As dimensões da APP são as seguintes:

– de 30 (trinta) metros para os cursos d’água de menos de 10 (dez) metros de largura;

– de 50 (cinquenta) metros para os cursos d’água que tenham de 10 (dez) a 50 (cinquenta) metros de largura;

– de 100 (cem) metros para os cursos d’água que tenham de 50 (cinquenta) a 200 (duzentos) metros de largura;

– de 200 (duzentos) metros para os cursos d’água que tenham de 200 (duzentos) a 600 (seiscentos) metros de largura;

– de 500 (quinhentos) metros para os cursos d’água que tenham largura superior a 600 (seiscentos) metros;

– um raio mínimo de 50 (cinquenta) metros de largura nas nascentes e nos chamados “olhos d’água”.

– em faixa nunca inferior a 100 (cem) metros em projeções horizontais nas bordas dos tabuleiros ou chapadas, a partir da linha de ruptura do relevo (      Art 2º).

5 – RESERVA LEGAL – RL: é a área no INTERIOR DE UMA PROPRIEDADE OU POSSE RURAL, NECESSÁRIA AO USO SUSTENTÁVEL DO RECURSOS NATURAIS, À CONERVAÇÃO E REABILITAÇÃO DA NATUREZA (processos ecológicos), CONSERVAÇÃO DA BIODIVERSIDADE E ABRIGO PARA PLANTAS E ANIMAIS NATIVOS ( Art 1º, parágrafo 2º, inciso III).

As dimensões da Reserva Legal são as seguintes

– 80 % em áreas de floresta na Amazônia Legal;

– 35% nas áreas do cerrado da Amazônia Legal, sendo 20% na propriedade ou posse e 15% podem ser compensados e outra área desde que na mesma microbacia;

– 20% em outras regiões do país, seja de floresta ou campos. (Art 16º, incisos I,II,III e IV).
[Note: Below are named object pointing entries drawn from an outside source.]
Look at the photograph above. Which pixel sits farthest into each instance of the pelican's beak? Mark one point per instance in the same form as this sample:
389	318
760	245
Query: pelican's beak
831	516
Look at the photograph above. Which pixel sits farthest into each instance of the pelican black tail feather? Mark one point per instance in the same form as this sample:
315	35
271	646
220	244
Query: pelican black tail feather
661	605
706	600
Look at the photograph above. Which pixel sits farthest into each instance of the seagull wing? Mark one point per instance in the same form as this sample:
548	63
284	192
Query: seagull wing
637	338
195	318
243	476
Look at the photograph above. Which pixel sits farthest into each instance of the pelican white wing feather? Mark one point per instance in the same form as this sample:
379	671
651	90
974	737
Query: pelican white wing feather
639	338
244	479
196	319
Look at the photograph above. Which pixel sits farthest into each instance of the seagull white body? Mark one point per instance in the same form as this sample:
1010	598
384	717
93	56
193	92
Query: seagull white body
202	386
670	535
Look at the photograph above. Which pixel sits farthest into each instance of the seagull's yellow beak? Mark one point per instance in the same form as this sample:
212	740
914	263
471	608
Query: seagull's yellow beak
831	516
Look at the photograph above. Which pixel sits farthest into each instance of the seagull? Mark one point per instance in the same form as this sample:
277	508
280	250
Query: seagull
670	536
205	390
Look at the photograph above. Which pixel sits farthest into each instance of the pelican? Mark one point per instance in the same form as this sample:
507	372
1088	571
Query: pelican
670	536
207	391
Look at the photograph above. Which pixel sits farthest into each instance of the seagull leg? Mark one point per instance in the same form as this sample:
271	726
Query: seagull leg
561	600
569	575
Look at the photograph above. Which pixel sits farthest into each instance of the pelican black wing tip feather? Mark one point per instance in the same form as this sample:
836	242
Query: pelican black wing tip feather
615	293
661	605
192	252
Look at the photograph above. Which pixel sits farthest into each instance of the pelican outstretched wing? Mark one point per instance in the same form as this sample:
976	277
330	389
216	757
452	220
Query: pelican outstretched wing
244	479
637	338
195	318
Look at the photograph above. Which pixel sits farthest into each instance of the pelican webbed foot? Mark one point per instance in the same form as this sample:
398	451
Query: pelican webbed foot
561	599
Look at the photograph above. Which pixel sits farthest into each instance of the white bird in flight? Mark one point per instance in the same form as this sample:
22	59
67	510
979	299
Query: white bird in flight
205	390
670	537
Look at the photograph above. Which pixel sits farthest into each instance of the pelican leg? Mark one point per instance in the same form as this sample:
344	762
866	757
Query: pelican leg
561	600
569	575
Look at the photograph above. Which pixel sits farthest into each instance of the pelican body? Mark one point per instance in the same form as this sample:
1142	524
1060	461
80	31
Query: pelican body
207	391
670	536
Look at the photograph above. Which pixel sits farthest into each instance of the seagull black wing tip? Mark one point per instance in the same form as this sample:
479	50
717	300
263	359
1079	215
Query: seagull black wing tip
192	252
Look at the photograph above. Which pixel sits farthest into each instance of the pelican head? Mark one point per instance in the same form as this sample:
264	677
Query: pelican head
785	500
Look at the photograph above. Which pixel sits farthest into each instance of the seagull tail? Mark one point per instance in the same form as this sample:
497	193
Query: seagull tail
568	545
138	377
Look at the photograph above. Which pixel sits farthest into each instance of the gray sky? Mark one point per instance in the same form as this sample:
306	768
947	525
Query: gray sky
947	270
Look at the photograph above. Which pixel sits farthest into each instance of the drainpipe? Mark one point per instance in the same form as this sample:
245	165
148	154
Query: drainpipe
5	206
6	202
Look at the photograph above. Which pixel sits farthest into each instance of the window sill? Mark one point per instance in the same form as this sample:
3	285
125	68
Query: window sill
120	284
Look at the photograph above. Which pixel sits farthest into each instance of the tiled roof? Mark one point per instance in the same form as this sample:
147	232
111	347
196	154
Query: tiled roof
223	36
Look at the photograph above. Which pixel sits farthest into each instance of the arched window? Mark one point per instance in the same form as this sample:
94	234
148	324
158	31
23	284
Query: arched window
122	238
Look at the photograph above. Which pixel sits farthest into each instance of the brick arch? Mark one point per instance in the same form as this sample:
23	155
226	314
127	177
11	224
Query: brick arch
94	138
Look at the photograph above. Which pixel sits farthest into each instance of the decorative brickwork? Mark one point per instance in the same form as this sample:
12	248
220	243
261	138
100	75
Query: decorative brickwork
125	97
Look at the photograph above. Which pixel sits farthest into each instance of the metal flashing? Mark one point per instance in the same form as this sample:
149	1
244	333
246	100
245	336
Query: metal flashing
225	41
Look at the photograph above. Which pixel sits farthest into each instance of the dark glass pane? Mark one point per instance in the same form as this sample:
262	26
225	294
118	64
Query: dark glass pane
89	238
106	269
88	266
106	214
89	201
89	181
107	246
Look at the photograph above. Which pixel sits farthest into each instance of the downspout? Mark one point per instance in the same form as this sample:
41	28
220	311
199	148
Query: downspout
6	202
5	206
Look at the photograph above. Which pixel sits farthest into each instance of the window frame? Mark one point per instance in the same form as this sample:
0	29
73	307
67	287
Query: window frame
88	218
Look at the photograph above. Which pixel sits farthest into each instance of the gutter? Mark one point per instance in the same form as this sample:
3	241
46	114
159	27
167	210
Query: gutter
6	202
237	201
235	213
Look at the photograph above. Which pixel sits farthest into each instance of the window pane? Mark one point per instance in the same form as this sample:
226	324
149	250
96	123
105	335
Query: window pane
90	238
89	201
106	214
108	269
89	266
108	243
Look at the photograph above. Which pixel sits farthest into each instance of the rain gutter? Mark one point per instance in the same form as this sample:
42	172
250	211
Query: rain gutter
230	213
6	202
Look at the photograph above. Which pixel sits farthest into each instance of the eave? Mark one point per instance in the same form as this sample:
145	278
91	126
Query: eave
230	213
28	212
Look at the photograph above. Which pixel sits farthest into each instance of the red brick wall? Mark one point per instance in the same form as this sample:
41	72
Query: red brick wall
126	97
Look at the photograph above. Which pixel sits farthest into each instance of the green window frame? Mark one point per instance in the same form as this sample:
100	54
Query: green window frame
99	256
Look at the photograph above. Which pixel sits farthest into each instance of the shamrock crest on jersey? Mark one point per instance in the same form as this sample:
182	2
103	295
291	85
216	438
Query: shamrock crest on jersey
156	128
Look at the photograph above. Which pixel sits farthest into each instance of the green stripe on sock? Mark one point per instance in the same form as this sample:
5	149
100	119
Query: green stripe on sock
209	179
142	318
6 – ATIVIDADES DE INTERESSE SOCIAL: podem ser consideradas atividades de interesse social, para fins de cumprimento do Código Florestal, entre outras, as seguintes atividades:

– Atividades necessárias à proteção da vegetação nativa, tais como: prevenção e combate ao fogo, controle da erosão, proteção de plantio com espécies nativas reconhecidas pelo Conselho Nacional de Meio Ambiente (CONAMA).

– Atividades de MANEJO AGROFLORESTAL SUSTENTÁVEL PRATICADOS NA PEQUENA PROPRIEDADE OU POSSE RURAL FAMILIAR, desde que não descaracterizem a cobertura vegetal e não prejudiquem a função ambiental da propriedade;

– Planos, obras e projetos definidos em resoluções do CONAMA.

Observemos, então, como ficam estes princípios, no Relatório e Projeto de Lei do Deputado Aldo Rebelo. Os dois primeiros – florestas são patrimônio de todos os brasileiros e o desrespeito ao meio ambiente é uso nocivo da propriedade – simplesmente desapareceram do texto do Deputado Aldo. A base constitucional, que ampara estes dois princípios, simplesmente ruiu. O enfoque nacional, da disponibilidade dos bens naturais para o próprio povo brasileiro, desmanchou-se no ar.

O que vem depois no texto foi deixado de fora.